Coded distributed computing (CDC) introduced by Li \emph{et al.} can greatly reduce the communication load for MapReduce computing systems. In the general cascaded CDC with $K$ workers, $N$ input files and $Q$ Reduce functions, each input file will be mapped by $r$ workers and each Reduce function will be computed by $s$ workers such that coding techniques can be applied to achieve the maximum multicast gain. The main drawback of most existing CDC schemes is that they require the original data to be split into a large number of input files that grows exponentially with $K$, which can significantly increase the coding complexity and degrade system performance. In this paper, we first use a classic combinatorial structure $t$-design, for any integer $t\geq 2$, to develop a low-complexity and asymptotically optimal CDC with $r=s$. The main advantages of our scheme via $t$-design are two-fold: 1) having much smaller $N$ and $Q$ than the existing schemes under the same parameters $K$, $r$ and $s$; and 2) achieving smaller communication loads compared with the state-of-the-art schemes. Remarkably, unlike the previous schemes that realize on large operation fields, our scheme operates on the minimum binary field $\mathbb{F}_2$. Furthermore, we show that our construction method can incorporate the other combinatorial structures that have a similar property to $t$-design. For instance, we use $t$-GDD to obtain another asymptotically optimal CDC scheme over $\mathbb{F}_2$ that has different parameters from $t$-design. Finally, we show that our construction method can also be used to construct CDC schemes with $r\neq s$ that have small file number and Reduce function number.
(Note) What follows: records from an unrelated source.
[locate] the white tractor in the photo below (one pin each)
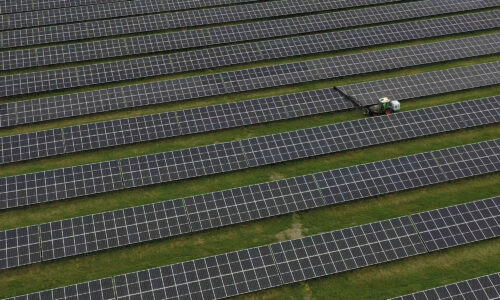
(385, 106)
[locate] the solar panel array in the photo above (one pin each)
(14, 6)
(156, 126)
(425, 84)
(239, 272)
(189, 121)
(242, 32)
(483, 287)
(123, 227)
(70, 182)
(451, 226)
(229, 55)
(174, 20)
(105, 10)
(67, 105)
翻译：Li等人提出的编码分布式计算（CDC）可大幅降低MapReduce计算系统的通信负载。在包含K个工作节点、N个输入文件和Q个Reduce函数的通用级联CDC中，每个输入文件将由r个工作节点映射，每个Reduce函数将由s个工作节点计算，从而可应用编码技术实现最大多播增益。现有CDC方案的主要缺陷在于要求原始数据被分割成随K呈指数增长的庞大输入文件数，这会显著增加编码复杂度并降低系统性能。本文首先利用经典组合结构t-设计（t≥2为任意整数），构建了r=s的低复杂度渐近最优CDC方案。基于t-设计的方案具有两大优势：1）在相同参数K、r和s下，所需的输入文件数N和Reduce函数数Q远小于现有方案；2）与最先进方案相比，可实现更低的通信负载。值得注意的是，与先前需要大操作域的实现方案不同，本文方案可在最小二元域F_2上运行。此外，我们证明该构造方法可兼容其他具有类似t-设计特性的组合结构。例如，我们利用t-GDD在F_2上构建了另一类参数异于t-设计的渐近最优CDC方案。最后，我们证明该构造方法还可用于构建r≠s且具有较少文件数与Reduce函数数的CDC方案。